| 
				
					 Осмелюсь предложить небольшой рассказ художника Константина Коровина. Если понравится - напишите. У него очень теплые воспоминания о России, о современниках, о природе рассказы есть, о животных.
 
                          «ЭТОТ САМЫЙ ПУШКИН...»
 
 Зима. Вся Москва покрылась пушистым снегом. Белым-бело. На Садовой улице в сумерках горят уличные фонари, уходя вдаль. Свет их освещает ветви деревьев, покрытых густым инеем. За палисадником улицы прячутся потемнелые в ночи дома. В освещенных окнах чувствуется какой-то тихий покой. И будто там уютно и счастливо. Зима в Москве вначале всегда была так нова, так заманчива, и от нее пахло миром и покоем. По улицам едут в санях москвичи. Зима все изменила. Не слышно больше шума колес. Потемнели тумбы тротуаров, и весело мчится тройка по Тверской-Ямской, звеня бубенцами, и замирает в дали улицы веселый смех седоков.
 Еду я на извозчике поздно, еду с Тверской из Английского клуба, где ужинал в компании с Александром Александровичем Пушкиным, сыном Александра Сергеевича, великого поэта. Александр Александрович, одетый в заштатную генеральскую форму, был скромный человек. Говорил про отца своего, которого он помнил смутно, так как был мал, но помнил его ласки и его панталоны в клетку, и его красноватый сюртук с большим воротником. Помнил мать в широких платьях, помнил, что кто-то говорил, кажется, отец, что любит зиму и Москву. Помнил переднюю в доме, отца и мать, когда они приезжали с картонками, раздевались в передней и ему подарили игрушку-петушка, который пищал.
 — Да вот в Москве,—сказал Александр Александрович,—знают отца, читают. И в Петербурге тоже. А то и не знают вовсе...
 — Да что вы?—удивился я.
 — Да, да,—сказал Александр Александрович Пушкин.—Уверяю вас— не знают. И студенты не знают. Спросите у любого из них: читали?—Мало. Ну «Капитанскую дочку» знают, нравится. А другое—не знают.
 — Знать трудно, конечно, но я как-то не слыхал... все знают Пушкина. Александр Александрович как-то наклонил голову, опустил глаза, и на больших белках его глаз был синеватый оттенок Востока.
 — А в вашем образе, в лице, в глазах, есть черты Африки,—говорю я ему.
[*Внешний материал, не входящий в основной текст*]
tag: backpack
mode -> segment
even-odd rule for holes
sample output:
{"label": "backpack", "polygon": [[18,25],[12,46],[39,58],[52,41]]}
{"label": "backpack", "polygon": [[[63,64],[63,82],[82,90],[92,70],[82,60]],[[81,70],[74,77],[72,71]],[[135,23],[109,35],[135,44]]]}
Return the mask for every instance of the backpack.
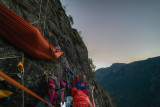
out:
{"label": "backpack", "polygon": [[60,107],[60,103],[64,102],[64,90],[66,83],[58,79],[56,76],[50,76],[48,79],[48,94],[51,103]]}

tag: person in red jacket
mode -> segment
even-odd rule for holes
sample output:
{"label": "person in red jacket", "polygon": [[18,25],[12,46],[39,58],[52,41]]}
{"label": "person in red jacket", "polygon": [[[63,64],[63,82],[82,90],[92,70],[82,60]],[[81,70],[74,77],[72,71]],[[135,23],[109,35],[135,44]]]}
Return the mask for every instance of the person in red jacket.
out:
{"label": "person in red jacket", "polygon": [[89,84],[86,83],[86,76],[83,75],[82,76],[82,79],[79,80],[77,83],[76,83],[76,87],[77,89],[80,89],[82,90],[85,94],[87,94],[88,92],[88,87],[89,87]]}

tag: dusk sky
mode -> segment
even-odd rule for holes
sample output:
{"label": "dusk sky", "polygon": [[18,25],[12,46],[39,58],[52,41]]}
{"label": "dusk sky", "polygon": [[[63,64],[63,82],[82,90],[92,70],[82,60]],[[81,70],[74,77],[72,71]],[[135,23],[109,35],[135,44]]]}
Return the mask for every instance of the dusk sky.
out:
{"label": "dusk sky", "polygon": [[97,68],[160,56],[160,0],[61,0]]}

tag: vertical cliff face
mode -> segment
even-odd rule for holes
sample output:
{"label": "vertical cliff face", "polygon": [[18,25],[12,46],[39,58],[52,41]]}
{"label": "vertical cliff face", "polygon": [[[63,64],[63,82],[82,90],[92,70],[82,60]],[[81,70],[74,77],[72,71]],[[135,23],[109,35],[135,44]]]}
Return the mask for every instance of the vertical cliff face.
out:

 Он посмотрел на меня, улыбнувшись добрыми и прекрасными глазами, и сказал мне:
 — Ну, это нет! Я вот какой африканец: так люблю Москву за то, что в ней настоящая зима, все покроется инеем и такой зачарованный покой. В Петербурге у нас не то. Я терпеть не могу жары. Я бывал и в Италии, и на Ривьере, бывало—жду не дождусь, когда опять приеду в суровую Россию. Вот тоже—не люблю я пальмы эти. Не знаю, отчего это их ставят все всюду в ресторанах? Неужели елка, березка хуже пальмы? Нет, лучше. Я когда читаю про тропические леса—меня берет ужас. Эти лианы!.. Нет, наш русский лес лучше... Вот я остановился здесь у дальних родственников. Кот там—таких русских серых котов больше нигде нет. Какой друг дома! Там лежанка, сядешь погреться—он ко мне всегда придет, мурлычет. Есть ли в Африке коты?—спросил Александр Александрович.
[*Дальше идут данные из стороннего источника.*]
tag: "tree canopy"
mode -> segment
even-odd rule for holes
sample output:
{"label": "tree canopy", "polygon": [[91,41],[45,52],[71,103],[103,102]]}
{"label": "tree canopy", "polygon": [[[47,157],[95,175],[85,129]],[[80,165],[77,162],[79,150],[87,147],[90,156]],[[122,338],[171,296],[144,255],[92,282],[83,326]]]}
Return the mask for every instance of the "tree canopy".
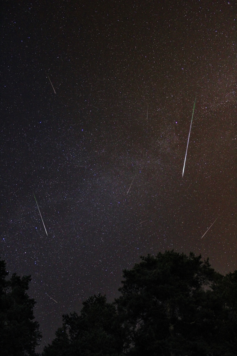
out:
{"label": "tree canopy", "polygon": [[[91,297],[42,356],[236,356],[237,271],[223,276],[200,255],[141,257],[123,271],[120,296]],[[0,356],[34,355],[40,338],[29,276],[7,280],[0,262]]]}
{"label": "tree canopy", "polygon": [[42,356],[236,356],[237,271],[223,276],[201,258],[141,257],[113,303],[94,295],[64,315]]}
{"label": "tree canopy", "polygon": [[15,273],[7,280],[8,274],[0,261],[0,356],[34,356],[41,335],[33,314],[36,302],[26,292],[31,276]]}

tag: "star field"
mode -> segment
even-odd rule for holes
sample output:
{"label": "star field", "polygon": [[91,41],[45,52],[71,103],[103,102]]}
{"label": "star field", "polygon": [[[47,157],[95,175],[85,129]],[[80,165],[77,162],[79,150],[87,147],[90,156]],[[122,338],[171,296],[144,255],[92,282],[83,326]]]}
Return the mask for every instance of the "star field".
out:
{"label": "star field", "polygon": [[2,5],[1,252],[10,274],[32,276],[39,351],[63,314],[118,296],[141,255],[236,269],[237,10]]}

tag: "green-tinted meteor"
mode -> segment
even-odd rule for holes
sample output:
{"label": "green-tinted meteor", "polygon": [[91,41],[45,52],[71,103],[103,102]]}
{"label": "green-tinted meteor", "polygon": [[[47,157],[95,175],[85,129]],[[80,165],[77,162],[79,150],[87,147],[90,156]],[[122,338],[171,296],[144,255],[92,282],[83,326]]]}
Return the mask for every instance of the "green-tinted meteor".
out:
{"label": "green-tinted meteor", "polygon": [[40,210],[39,210],[39,206],[38,206],[38,203],[37,203],[37,200],[36,200],[36,196],[35,195],[34,193],[33,192],[33,194],[34,194],[34,199],[35,199],[36,201],[36,205],[37,205],[37,207],[38,208],[38,210],[39,210],[39,215],[40,215],[41,218],[41,220],[42,220],[42,222],[43,222],[43,224],[44,225],[44,230],[45,230],[45,232],[46,233],[46,235],[48,236],[48,234],[47,233],[47,231],[46,231],[46,228],[45,227],[45,225],[44,225],[44,221],[43,221],[43,218],[42,217],[42,215],[41,215],[41,213],[40,212]]}
{"label": "green-tinted meteor", "polygon": [[184,172],[184,167],[185,167],[185,162],[186,161],[186,157],[187,156],[187,152],[188,152],[188,142],[189,141],[189,136],[190,136],[190,132],[191,132],[191,126],[192,126],[192,121],[193,121],[193,113],[194,112],[194,108],[195,107],[195,103],[196,103],[196,96],[195,98],[195,101],[194,101],[194,105],[193,106],[193,115],[192,115],[192,119],[191,120],[191,125],[190,125],[190,130],[189,130],[189,134],[188,135],[188,144],[187,145],[187,149],[186,150],[186,154],[185,155],[185,158],[184,159],[184,163],[183,165],[183,175],[182,177],[183,177],[183,172]]}

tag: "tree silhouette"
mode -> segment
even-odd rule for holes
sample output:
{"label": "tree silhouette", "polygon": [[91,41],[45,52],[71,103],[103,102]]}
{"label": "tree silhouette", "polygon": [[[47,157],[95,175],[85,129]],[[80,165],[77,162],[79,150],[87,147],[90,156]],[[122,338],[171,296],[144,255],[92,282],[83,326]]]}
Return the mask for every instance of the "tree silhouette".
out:
{"label": "tree silhouette", "polygon": [[36,302],[26,293],[31,276],[14,273],[9,280],[0,261],[0,356],[34,356],[41,335],[34,320]]}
 Как-то, помню, в библиотеке Английского клуба, где он любил бывать, я увидел его. Он вынимал из высокого стеклянного шкафа старые французские книги и перелистывал их. В его образе, в голове, когда он читал страницы книги, было что-то другое: лицо его было внимательно и задумчиво-кротко. В лице был какой-то дервиш и что-то тихое, благородное и робкое. И образ великого отца его вставал передо мной.
 Как-то, помню, сказал мне Александр Александрович, что отец его, конечно, много наговорил на себя. Писал о любви—это опасно! А сам он, как я слышал в своей молодости, сам он был сговорчивый и скромный. Странно то: восемнадцатилетним юношей он написал стихотворение «Прелестнице». Надо удивляться, как это можно думать так в восемнадцать лет!
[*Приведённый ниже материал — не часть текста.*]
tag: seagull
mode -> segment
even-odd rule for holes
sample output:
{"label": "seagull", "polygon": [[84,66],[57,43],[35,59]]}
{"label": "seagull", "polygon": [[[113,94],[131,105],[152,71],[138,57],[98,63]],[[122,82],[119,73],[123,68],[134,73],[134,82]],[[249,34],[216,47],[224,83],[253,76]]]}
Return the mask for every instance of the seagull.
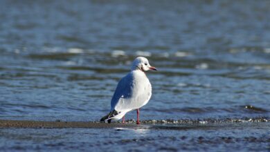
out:
{"label": "seagull", "polygon": [[148,102],[152,95],[152,86],[145,75],[149,70],[157,70],[145,57],[138,57],[134,59],[131,71],[117,85],[111,98],[110,112],[101,118],[100,122],[107,120],[111,123],[111,120],[123,118],[125,123],[125,115],[136,110],[136,124],[140,124],[139,108]]}

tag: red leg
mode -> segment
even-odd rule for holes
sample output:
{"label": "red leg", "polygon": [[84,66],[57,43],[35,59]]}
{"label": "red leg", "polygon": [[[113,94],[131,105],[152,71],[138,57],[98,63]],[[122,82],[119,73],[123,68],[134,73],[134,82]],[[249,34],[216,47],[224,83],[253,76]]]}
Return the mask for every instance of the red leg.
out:
{"label": "red leg", "polygon": [[137,124],[140,124],[140,111],[137,109]]}
{"label": "red leg", "polygon": [[125,115],[122,117],[122,123],[125,124]]}

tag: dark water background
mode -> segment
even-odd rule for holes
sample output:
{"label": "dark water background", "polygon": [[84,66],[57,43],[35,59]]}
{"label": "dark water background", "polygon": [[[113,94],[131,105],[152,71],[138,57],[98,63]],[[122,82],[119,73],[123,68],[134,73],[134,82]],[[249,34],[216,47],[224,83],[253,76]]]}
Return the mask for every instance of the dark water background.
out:
{"label": "dark water background", "polygon": [[[0,119],[98,121],[110,108],[118,81],[137,56],[147,57],[159,70],[147,74],[153,93],[141,109],[143,120],[268,119],[269,8],[269,1],[0,1]],[[126,118],[135,119],[135,114],[129,113]],[[247,131],[244,130],[235,135],[264,139],[269,130],[254,129],[243,135]],[[53,131],[60,136],[69,131]],[[1,130],[7,137],[20,131]],[[48,130],[26,133],[35,131],[45,136],[42,141],[65,143],[72,136],[54,140]],[[104,137],[91,134],[103,142],[114,133],[72,130],[75,137],[82,135],[77,131],[105,131]],[[228,137],[231,132],[219,133]],[[134,135],[138,137],[125,133],[115,136],[120,140],[142,137],[140,132]],[[154,133],[146,131],[143,135],[155,139],[157,135],[175,135],[172,131]],[[191,133],[194,139],[217,135]],[[176,139],[171,147],[181,145],[178,136]],[[22,141],[26,150],[32,149]],[[152,148],[141,150],[159,149],[151,146],[154,141],[146,141]],[[163,140],[157,140],[156,145],[159,141]],[[241,149],[245,142],[240,141]],[[15,150],[3,143],[2,148]],[[91,145],[76,143],[75,146],[84,150]],[[250,143],[251,149],[267,147],[262,142]],[[114,141],[107,144],[120,145],[111,151],[132,150],[128,145],[136,145],[132,141],[127,146]],[[38,145],[41,149],[42,145],[48,147]],[[93,145],[99,147],[96,142]],[[208,150],[206,145],[186,150]],[[237,149],[224,145],[225,150]],[[58,146],[55,149],[69,149],[64,144]],[[249,147],[243,149],[251,150]]]}

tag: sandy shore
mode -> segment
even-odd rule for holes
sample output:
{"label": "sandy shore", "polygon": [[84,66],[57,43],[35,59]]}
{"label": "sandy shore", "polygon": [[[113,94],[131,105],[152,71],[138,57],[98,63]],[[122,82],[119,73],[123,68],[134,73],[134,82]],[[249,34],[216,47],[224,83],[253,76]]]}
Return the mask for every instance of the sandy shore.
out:
{"label": "sandy shore", "polygon": [[30,120],[0,120],[0,128],[145,128],[144,125],[120,123],[99,123],[88,122],[43,122]]}
{"label": "sandy shore", "polygon": [[244,129],[244,128],[264,128],[269,129],[270,123],[267,122],[244,122],[244,123],[208,123],[199,124],[179,124],[177,125],[142,123],[137,125],[132,123],[121,124],[113,122],[111,124],[100,123],[95,122],[45,122],[33,120],[0,120],[0,129],[62,129],[62,128],[86,128],[86,129],[165,129],[165,130],[212,130],[224,129]]}

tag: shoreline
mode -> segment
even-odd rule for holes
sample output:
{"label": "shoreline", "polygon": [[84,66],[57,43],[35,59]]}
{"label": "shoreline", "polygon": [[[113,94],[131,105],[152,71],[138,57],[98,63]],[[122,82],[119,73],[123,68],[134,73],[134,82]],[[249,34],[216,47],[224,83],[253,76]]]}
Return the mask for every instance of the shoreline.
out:
{"label": "shoreline", "polygon": [[270,129],[269,122],[242,122],[242,123],[208,123],[162,124],[142,123],[111,124],[95,122],[57,122],[34,120],[0,120],[0,129],[163,129],[163,130],[213,130],[224,129],[261,128]]}

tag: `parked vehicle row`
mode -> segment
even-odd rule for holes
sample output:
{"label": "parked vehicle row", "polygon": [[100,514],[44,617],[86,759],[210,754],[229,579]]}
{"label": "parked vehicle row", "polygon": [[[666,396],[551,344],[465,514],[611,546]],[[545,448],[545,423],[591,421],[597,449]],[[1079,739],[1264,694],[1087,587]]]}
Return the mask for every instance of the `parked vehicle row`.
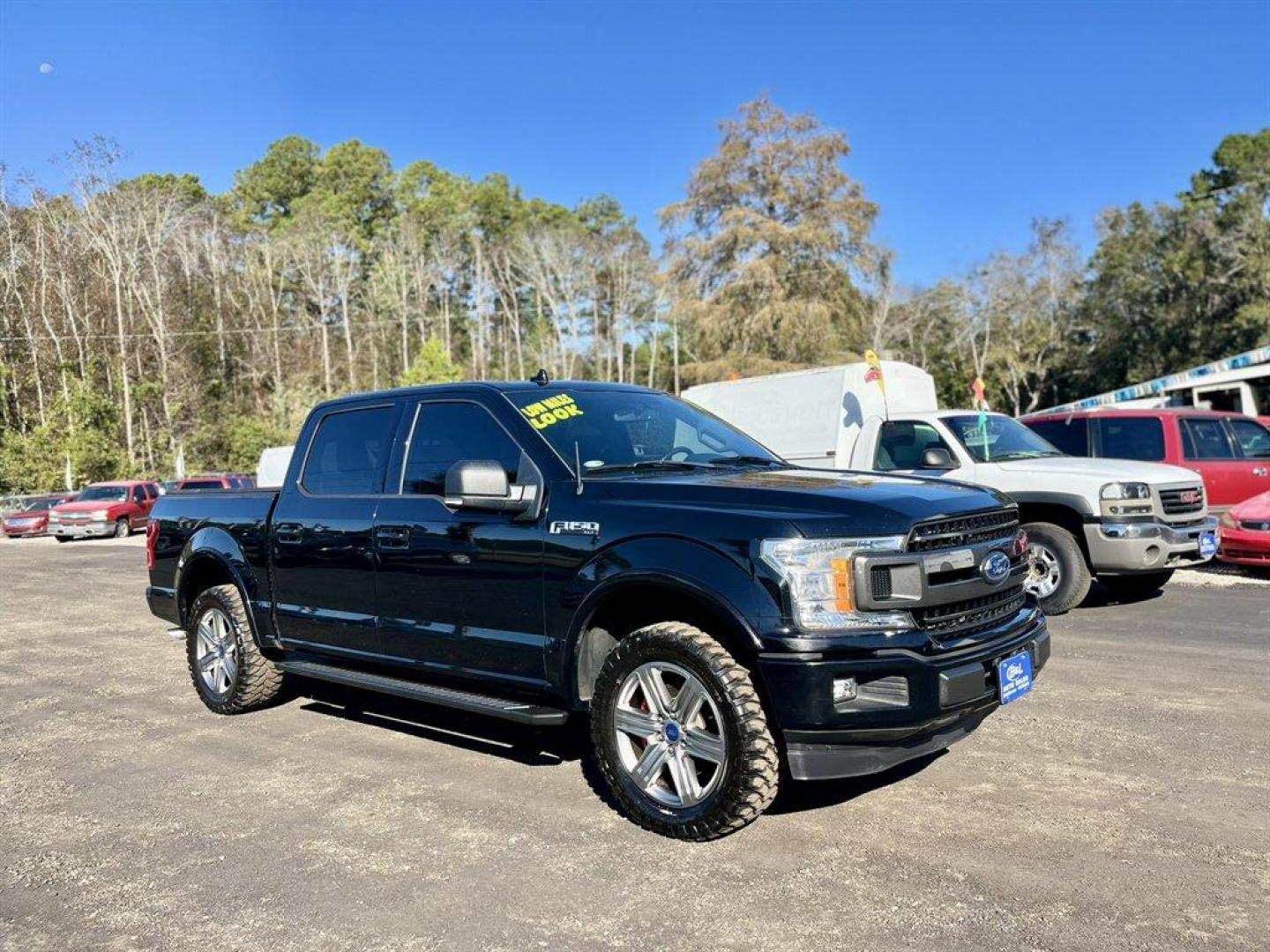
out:
{"label": "parked vehicle row", "polygon": [[1095,578],[1140,597],[1215,555],[1217,519],[1194,471],[1069,456],[1003,414],[937,410],[935,381],[917,367],[885,362],[885,390],[869,372],[827,367],[709,383],[685,397],[808,466],[1006,494],[1027,533],[1027,588],[1050,614],[1080,604]]}
{"label": "parked vehicle row", "polygon": [[1270,429],[1237,413],[1082,410],[1022,423],[1071,456],[1180,466],[1204,480],[1218,512],[1270,490]]}

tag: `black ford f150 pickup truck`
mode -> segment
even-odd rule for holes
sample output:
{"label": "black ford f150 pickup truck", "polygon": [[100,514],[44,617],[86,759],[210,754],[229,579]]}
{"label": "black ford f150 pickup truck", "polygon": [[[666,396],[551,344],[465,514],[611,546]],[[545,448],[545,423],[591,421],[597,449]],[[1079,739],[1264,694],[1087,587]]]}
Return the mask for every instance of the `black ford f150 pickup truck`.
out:
{"label": "black ford f150 pickup truck", "polygon": [[[544,374],[545,376],[545,374]],[[164,496],[151,611],[203,702],[288,675],[588,712],[627,814],[710,839],[792,779],[942,750],[1049,658],[1012,505],[801,470],[665,393],[462,383],[318,406],[279,491]]]}

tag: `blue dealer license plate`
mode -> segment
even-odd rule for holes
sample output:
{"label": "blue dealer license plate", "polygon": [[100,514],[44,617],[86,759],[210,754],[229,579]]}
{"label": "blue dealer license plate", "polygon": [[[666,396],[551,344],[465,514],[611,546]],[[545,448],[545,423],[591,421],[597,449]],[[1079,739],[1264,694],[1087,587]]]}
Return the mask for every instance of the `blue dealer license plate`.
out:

 Не привлечешь питомца музы ;           Ты на предательскую грудь...
 Ведь это так глубоко, такое постижение в такие годы... Возвращаясь на извозчике из Английского клуба к себе в мастерскую на
 Долгоруковскую улицу, я все думал о Пушкине, и мне казалось, что много
 было непонимания, которое тушило огонь души его. Моя потерянная младость...
 Как много в словах этих, в смысле их, тяжкого, глубокого горя... Странно. Что-то есть, вот-вот около... Около жизни. Юность... но есть рядом, тут, около скорбь... Отсутствие счастья... что-то мешает тайне прекрасного, какое-то непонимание. В печали тайной гаснет непонятый мой верный идеал...
 В мастерской на Долгоруковской улице, когда я вошел к себе, я застал М. А. Врубеля, который жил со мной. Он проснулся, когда я вошел. Я рассказал ему, что был в клубе и видел сына Пушкина—Александра Александровича.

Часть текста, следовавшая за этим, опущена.